Davacı tarafından davalı aleyhine açılan İtirazın İptali (Ticari Satımdan Kaynaklanan) davasının mahkememizde yapılan açık yargılaması sonunda, tüm dosya incelendi.
İDDİA VE TALEP:
Davacı vekili dava dilekçesinde özetle; müvekkili şirketin sağlık malzemelerinin toptan ve perakende satış faaliyeti işiyle iştigal ettiğini, davalı şirket ile müvekkili arasında ticari bir ilişki olduğunu, taraflar arasında süregelen cari hesap ilişkisi sonucunda davalı yan takip konusu kadar borçlu göründüğünü bu bedelin ödenmesi için şifahi görüşmeler gerçekleştiğini fakat sonuç alınamadığını, alacağın tahsil edilememesi üzerine davalı aleyhinde icra takibi başlatıldığını, davalının takibe itiraz ettiğini, takibin durduğunu belirterek icra dosyasına yapılan itirazın iptaline, takibin devamına ve icra inkar tazminatına karar verilmesini talep ve dava etmiştir.
CEVAP VE SAVUNMA:
Davalı vekili cevap dilekçesinde özetle; müvekkili ile davacı şirket arasında araç gereçlerin alım ve satımını kapsayan ticari bir ilişkinin takibinin sağlanması için cari hesap ilişkisi kurulduğunu, davacı tarafın dava konusu icra takibinde cari hesap bakiyesine dayandığını, girişilen takibin konusunun münferit bir fatura değil cari hesap bakiyesi olduğunu, cari hesap bakiyesinin de icraya koyma usulü yasa tarafından belirlenmiş olduğu, bu usule uyulmadan girişilen icra takibinin haksız olduğunu, taraflar arasındaki çekişmenin 170.640,00 TL bedelli faturadan kaynaklandığı bu faturayı çok kez iade işlemi düzenlendiğini, bu faturaya konu ürün ve hizmetin müvekkiline teslim edilmediğini belirterek davanın reddine karar verilmesini talep etmiştir.
DAVA:
Dava, ticari satımdan kaynaklanan cari hesaba dayalı alacağın tahsili amacıyla girişilen icra takibine vaki itirazın iptali istemine ilişkindir.
DELİLLER:
-İzmir … İcra Müdürlüğünün … esas sayılı dosyası
-Tarafların ticari defter ve kayıtları,
-Bilirkişi …’un 04/06/2021 tarihli bilirkişi raporu
DELİLLERİN DEĞERLENDİRİLMESİ VE GEREKÇE:
İtirazın iptali davasının koşullarını; ilamsız bir icra takibine girişilmesi, bu takip nedeniyle çıkarılan ödeme emrine 7 günlük itiraz süresi içinde itiraz edilmiş olması, borçlunun itirazının alacaklıya tebliğinden itibaren 1 yıllık hak düşürücü süre içinde mahkemeden itirazın iptalinin talep edilmesi şeklinde sıralamak mümkündür.
İtirazın iptali davası icra takibi ile sıkı sıkıya bağlıdır.
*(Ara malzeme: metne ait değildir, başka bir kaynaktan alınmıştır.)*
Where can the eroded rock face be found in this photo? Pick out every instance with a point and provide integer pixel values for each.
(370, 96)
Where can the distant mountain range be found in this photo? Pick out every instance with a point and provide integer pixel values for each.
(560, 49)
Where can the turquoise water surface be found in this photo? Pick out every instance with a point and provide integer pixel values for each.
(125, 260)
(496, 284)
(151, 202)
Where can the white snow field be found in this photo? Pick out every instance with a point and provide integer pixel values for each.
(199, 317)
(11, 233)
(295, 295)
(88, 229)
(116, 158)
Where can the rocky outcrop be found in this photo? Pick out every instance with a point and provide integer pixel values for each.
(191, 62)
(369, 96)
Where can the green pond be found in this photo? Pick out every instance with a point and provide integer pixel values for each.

Yargıtay Hukuk Genel Kurulu’nun 06.10.2004 tarih 2004/19-410 Esas, 2004/471 Karar sayılı kararında belirtildiği üzere, itirazın iptali davasının görülebilmesi için, öncelikle ortada takip hukuku kuralları çerçevesinde yasaya ve yöntemine uygun şekilde yapılmış geçerli bir icra takibinin bulunması gerekir. Ortada geçerli bir takibin bulunmadığı durumlarda, itirazın iptali davasının görülebilmesine usulen olanak yoktur. Bu husus dava şartıdır ve mahkemece re’sen gözetilmesi gerekmektedir.
2004 Sayılı İİK’nın 67/2. maddesi uyarınca icra inkar tazminatına hükmedilmesi için borçlunun takip sırasında ödeme emrine itiraz etmesi ve alacaklının dava ederek haklı çıkması zorunludur. Borçlunun kötüniyetle itiraz etmiş olması yasal koşul değildir. İcra inkar tazminatına, işin çabuk bitirilmesine engel olan borçluya karşı konulmuş bir yaptırımdır. Bunlardan ayrı alacağın likit ve belli olması gerekir. Borçlu, yalnız başına ne kadar borçlu olduğunu tespit edebilir durumda ise alacağın likit ve belli olduğunun kabulü gerekir. Öte yandan, alacağın muhakkak bir belgeye bağlı olması da şart değildir. İİK 67/2. madde hükmünün amacı, borçlu olduğu miktarı bilebilecek veya bilebilecek durumda olan borçlunun icra takibine konu alacağın varlığına haksız olarak itiraz etmesini önlemektir. (Prof.Dr.B.Kuru İ.İ.Huk.2008.İst.sh.230-231).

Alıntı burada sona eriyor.